One concern of the County is that the decision to reduce gross receipts tax revenue “will put counties in a precarious position of having to explain why we have such significant revenue shortfalls, not to mention putting us under a microscope to demonstrate that we did not use our ARPA SLFRF to make up the gap in revenues.”
In addition, the County does not want to jeopardize the $407 million in relief funds received by the counties because “someone wasn’t paying attention to these types of statutory restrictions,” and the proposal of elimination of GRT taxes on certain professional services will have a tremendous impact to the revenues of Socorro County as well all other Counties.
In addition to the Anti-Pyramiding Provisions Proposed in HB 367, the Board also opposed an alternative request that the state only makes tax adjustments to the state’s base rate.
With two commissioners – Joe Gonzales and John Aguilar – absent, the resolution passed by a 3-0 vote.
HB 367, “The Gross Receipts Rates & Professional Services” bill has been sent to House Taxation and Revenue Committee.
As for Resolution 2023-37, the commission believes Senate Bill 11, The Paid Family and Medical Leave Act, conflicts with and duplicates the federal Family Medical Leave Act.

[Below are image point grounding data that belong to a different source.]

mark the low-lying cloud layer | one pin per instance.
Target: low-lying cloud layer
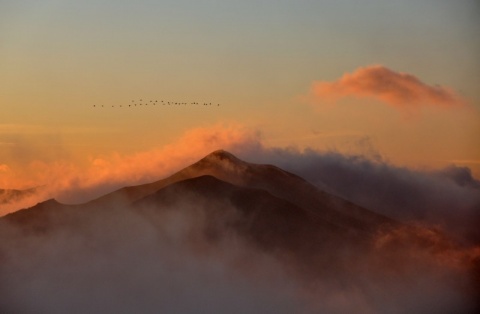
(121, 261)
(400, 90)
(449, 198)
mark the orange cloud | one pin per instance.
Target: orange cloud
(401, 90)
(72, 182)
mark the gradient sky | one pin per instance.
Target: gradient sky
(259, 59)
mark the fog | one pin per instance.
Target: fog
(448, 198)
(165, 260)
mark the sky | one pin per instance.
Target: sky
(395, 79)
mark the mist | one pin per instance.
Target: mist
(189, 257)
(448, 198)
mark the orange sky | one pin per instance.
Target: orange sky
(398, 78)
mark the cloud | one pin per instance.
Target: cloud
(164, 260)
(447, 197)
(403, 91)
(73, 182)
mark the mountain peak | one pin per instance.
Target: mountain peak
(222, 155)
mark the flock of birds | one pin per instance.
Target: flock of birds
(142, 102)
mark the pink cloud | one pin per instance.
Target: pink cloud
(400, 90)
(73, 182)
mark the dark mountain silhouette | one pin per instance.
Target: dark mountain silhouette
(232, 174)
(221, 203)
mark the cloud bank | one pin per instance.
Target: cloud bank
(403, 91)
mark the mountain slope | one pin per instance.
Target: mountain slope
(276, 181)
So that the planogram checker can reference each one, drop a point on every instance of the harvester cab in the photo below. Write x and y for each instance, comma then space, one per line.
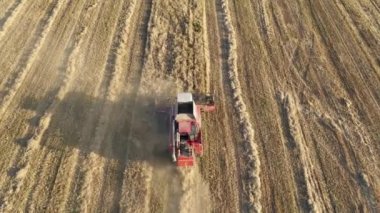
185, 127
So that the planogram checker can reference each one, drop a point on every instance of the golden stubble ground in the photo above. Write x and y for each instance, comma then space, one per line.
297, 87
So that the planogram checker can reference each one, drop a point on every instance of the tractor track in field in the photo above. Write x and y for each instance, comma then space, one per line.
296, 86
251, 185
32, 139
8, 14
30, 134
6, 19
29, 55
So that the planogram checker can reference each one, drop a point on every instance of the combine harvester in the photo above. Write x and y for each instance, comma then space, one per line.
185, 127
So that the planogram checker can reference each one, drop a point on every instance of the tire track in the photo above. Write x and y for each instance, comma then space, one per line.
230, 76
109, 88
307, 193
134, 47
7, 19
32, 140
29, 55
35, 53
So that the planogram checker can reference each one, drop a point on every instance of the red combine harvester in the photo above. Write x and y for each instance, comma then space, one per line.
185, 127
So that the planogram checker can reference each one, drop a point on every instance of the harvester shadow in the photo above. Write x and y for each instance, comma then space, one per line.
130, 129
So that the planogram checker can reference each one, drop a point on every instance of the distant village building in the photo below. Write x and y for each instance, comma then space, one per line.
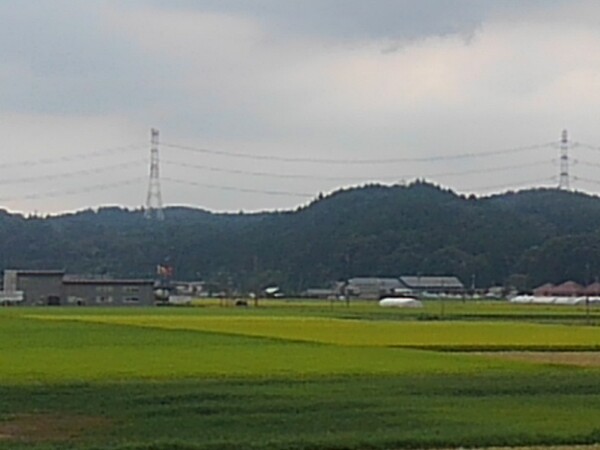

A Paid Family and Medical Leave Act would provide up to 12 weeks of paid time off for employees who request it for a serious medical condition, caring for a family member with a serious medical condition, or welcoming a new child.

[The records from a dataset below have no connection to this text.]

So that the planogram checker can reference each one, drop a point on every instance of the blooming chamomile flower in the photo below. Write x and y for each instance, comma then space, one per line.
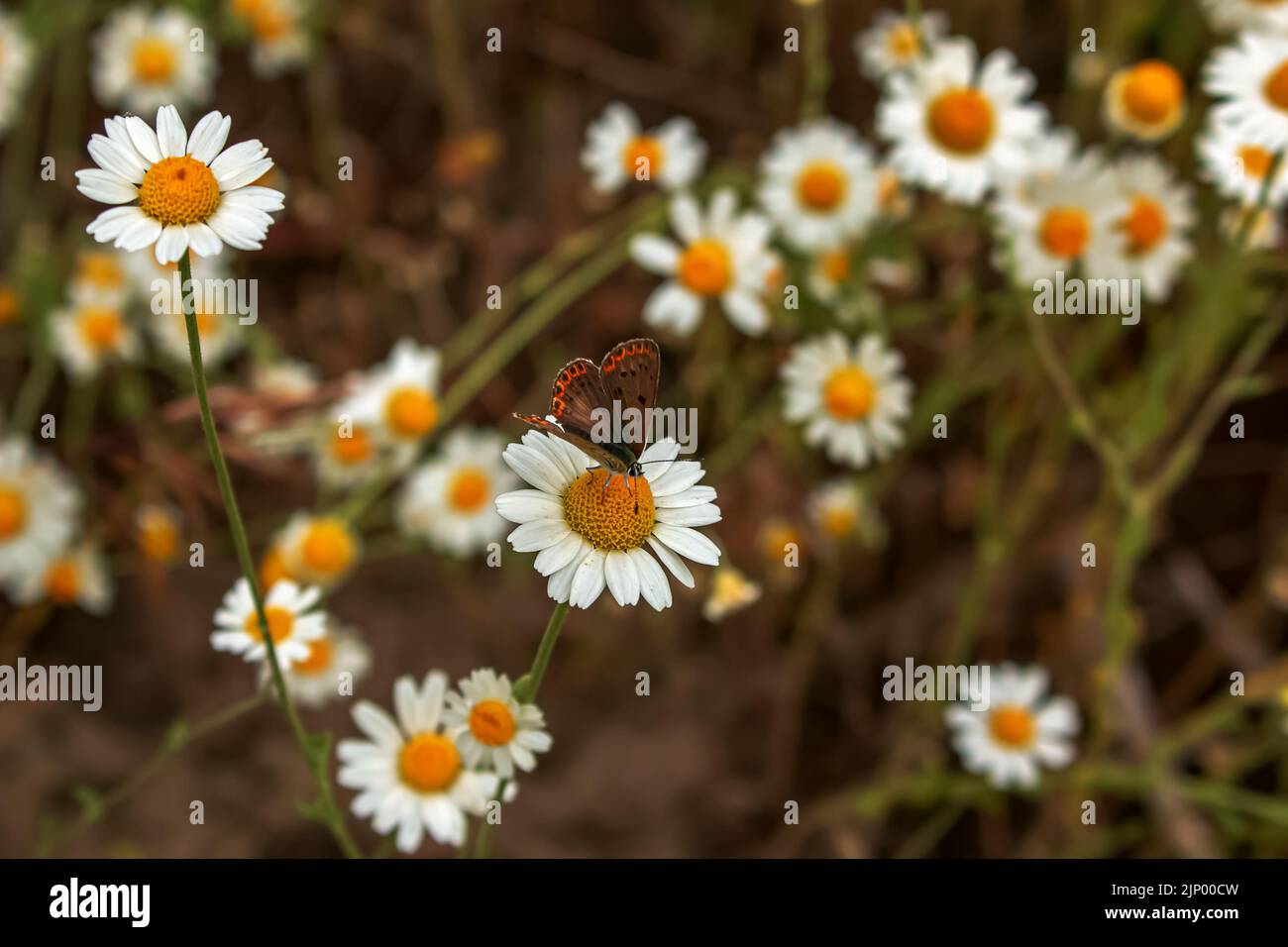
490, 728
143, 60
589, 535
617, 151
1018, 732
290, 622
818, 184
850, 398
451, 500
957, 129
408, 772
722, 257
191, 191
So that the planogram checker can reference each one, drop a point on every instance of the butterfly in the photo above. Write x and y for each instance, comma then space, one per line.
627, 375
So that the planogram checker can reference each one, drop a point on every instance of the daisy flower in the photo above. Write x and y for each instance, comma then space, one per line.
316, 680
722, 257
617, 151
589, 535
850, 398
86, 338
290, 621
1158, 213
893, 43
408, 772
143, 60
189, 191
38, 510
451, 500
1236, 166
818, 184
1018, 732
490, 728
1145, 101
958, 129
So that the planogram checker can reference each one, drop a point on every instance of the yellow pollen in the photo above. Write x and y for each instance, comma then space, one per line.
1065, 232
849, 393
492, 723
704, 266
961, 121
411, 412
1013, 727
179, 191
618, 517
429, 762
820, 185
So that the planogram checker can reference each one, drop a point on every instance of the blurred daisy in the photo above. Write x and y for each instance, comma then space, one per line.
86, 338
851, 398
589, 535
722, 257
335, 659
408, 772
1145, 101
145, 59
893, 43
38, 510
490, 728
1018, 732
1250, 81
451, 500
191, 192
617, 151
291, 622
818, 184
730, 591
1158, 214
957, 129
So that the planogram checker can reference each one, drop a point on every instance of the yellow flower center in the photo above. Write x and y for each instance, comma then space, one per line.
849, 393
1065, 232
961, 121
492, 723
618, 517
820, 185
704, 266
1145, 226
1013, 727
179, 191
411, 411
468, 489
1151, 91
429, 762
153, 60
13, 512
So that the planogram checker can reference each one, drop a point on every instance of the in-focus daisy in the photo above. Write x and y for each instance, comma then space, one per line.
451, 500
722, 257
851, 398
89, 337
317, 680
957, 129
818, 184
617, 151
589, 535
490, 728
291, 622
189, 189
408, 772
893, 43
38, 510
1019, 732
1145, 101
145, 59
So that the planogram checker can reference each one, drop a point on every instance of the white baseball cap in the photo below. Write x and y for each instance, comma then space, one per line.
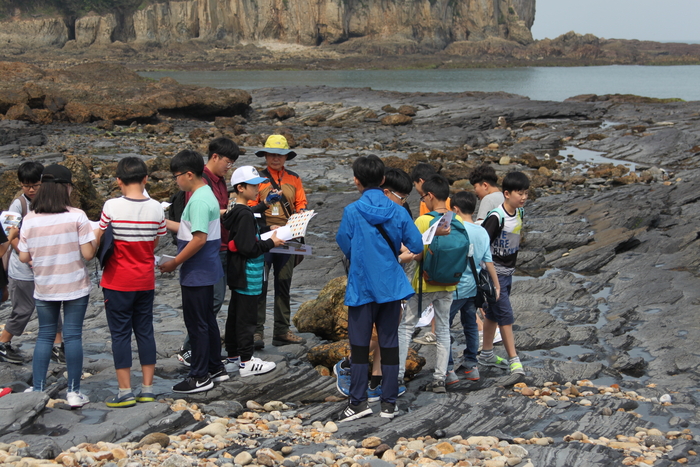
246, 174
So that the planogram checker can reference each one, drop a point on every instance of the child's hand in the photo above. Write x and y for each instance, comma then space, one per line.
12, 233
277, 241
168, 266
406, 256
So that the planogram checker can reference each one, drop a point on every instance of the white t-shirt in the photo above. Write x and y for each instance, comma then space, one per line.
53, 241
488, 203
18, 270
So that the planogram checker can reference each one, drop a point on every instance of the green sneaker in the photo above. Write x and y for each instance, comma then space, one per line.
496, 361
126, 400
516, 368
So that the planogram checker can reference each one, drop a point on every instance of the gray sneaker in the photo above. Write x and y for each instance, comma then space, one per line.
437, 386
495, 361
451, 378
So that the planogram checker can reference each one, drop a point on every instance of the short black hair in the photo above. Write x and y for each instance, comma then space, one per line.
30, 172
438, 186
421, 172
516, 181
131, 170
484, 173
465, 201
243, 186
52, 198
397, 180
224, 147
188, 161
369, 170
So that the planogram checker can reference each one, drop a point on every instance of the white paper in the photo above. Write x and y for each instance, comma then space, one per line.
9, 219
284, 233
299, 222
293, 248
446, 219
429, 234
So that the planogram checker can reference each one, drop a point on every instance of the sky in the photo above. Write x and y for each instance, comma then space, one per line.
655, 20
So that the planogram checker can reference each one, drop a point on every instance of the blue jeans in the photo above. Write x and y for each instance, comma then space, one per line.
73, 315
467, 311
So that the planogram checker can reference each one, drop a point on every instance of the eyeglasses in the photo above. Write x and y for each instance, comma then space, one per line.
399, 197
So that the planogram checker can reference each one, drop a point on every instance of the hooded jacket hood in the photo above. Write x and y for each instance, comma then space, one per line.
375, 207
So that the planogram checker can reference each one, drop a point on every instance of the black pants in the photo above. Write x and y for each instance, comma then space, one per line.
200, 320
240, 325
360, 321
284, 269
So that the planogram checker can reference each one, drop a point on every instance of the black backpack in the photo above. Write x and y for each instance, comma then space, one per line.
177, 206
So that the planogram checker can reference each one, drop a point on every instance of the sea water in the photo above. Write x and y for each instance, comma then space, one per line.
538, 83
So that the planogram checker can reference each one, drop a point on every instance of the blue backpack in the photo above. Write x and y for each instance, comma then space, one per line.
447, 256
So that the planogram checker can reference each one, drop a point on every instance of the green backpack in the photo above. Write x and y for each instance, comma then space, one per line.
447, 256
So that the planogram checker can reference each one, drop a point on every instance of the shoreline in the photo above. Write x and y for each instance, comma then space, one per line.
614, 308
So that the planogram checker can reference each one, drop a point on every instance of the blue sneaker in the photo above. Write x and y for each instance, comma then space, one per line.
342, 378
373, 395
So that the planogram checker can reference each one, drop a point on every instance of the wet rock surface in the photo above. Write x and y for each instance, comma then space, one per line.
606, 297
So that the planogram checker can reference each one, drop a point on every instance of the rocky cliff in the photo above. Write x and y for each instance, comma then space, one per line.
428, 24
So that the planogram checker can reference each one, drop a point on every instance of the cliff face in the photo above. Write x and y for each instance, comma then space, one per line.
432, 24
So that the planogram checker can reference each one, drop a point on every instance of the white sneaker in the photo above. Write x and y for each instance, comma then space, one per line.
255, 366
77, 399
497, 337
232, 364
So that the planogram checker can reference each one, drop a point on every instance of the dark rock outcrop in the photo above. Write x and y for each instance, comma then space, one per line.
99, 91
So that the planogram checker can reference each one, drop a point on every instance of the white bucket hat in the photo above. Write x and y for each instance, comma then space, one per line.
246, 174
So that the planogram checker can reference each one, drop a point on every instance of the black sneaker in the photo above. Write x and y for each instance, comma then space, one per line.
388, 410
437, 386
353, 412
184, 356
219, 376
10, 355
191, 385
58, 354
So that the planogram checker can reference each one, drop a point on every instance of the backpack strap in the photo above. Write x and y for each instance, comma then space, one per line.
23, 204
286, 207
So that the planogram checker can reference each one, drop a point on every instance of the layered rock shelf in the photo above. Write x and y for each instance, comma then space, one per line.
606, 295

In opposing the PFMLA, the commission holds that “not only is the bill unconstitutional for the County but it will unduly burden the government of the County of Socorro as well as all of the small businesses that are the backbone of the County’s economy, foreseeably harming employment and driving small businesses out of business.”
The act would require employee contributions of 0.5 percent of employer contributions and 0.4 percent of employee wages, according to the county.
Citing the Fiscal Impact Report of the neutral Legislative Counsel Service, the resolution states that increasing payroll taxes “also may impact businesses’ demand for labor, as well as the supply of labor. In a tight and competitive labor market like New Mexico experienced in 2022 and into 2023, these taxes are more likely to be carried by the employer, making hiring new and keeping existing workers more expensive and burdensome.”
It further states that “increasing payroll taxes also may impact businesses’ demand for labor, as well as the supply of labor. In normal labor markets, payroll taxes are typically passed on to employees, effectively lowering the take-home pay of workers.”
The resolution again refers to the FIR which says that the “reporting and administrative requirement outlined in the bill may present excess burden on business owners, state agencies, and other eligible places of work, especially smaller businesses and those without a full human resources department or staff.”
The resolution also points out concerns related to the anti-donation clause in the New Mexico Constitution, which includes an exemption for sick and indigent persons.
“Because of the bill’s broadly defined eligible use categories, many people using PFMLA would not be sick or indigent, leaving the state open for anti-donation related lawsuits,” the resolution says, “However, there are other examples of programs or tax expenditures that do not meet this test, such as recently enacted tax rebate programs.”
The resolution passed on a vote of 3-0, with commissioners Joe Gonzales and John Aguilar absent.
SB 11 was passed by the senate and then sent to the House Commerce and Economic Development Committee last week.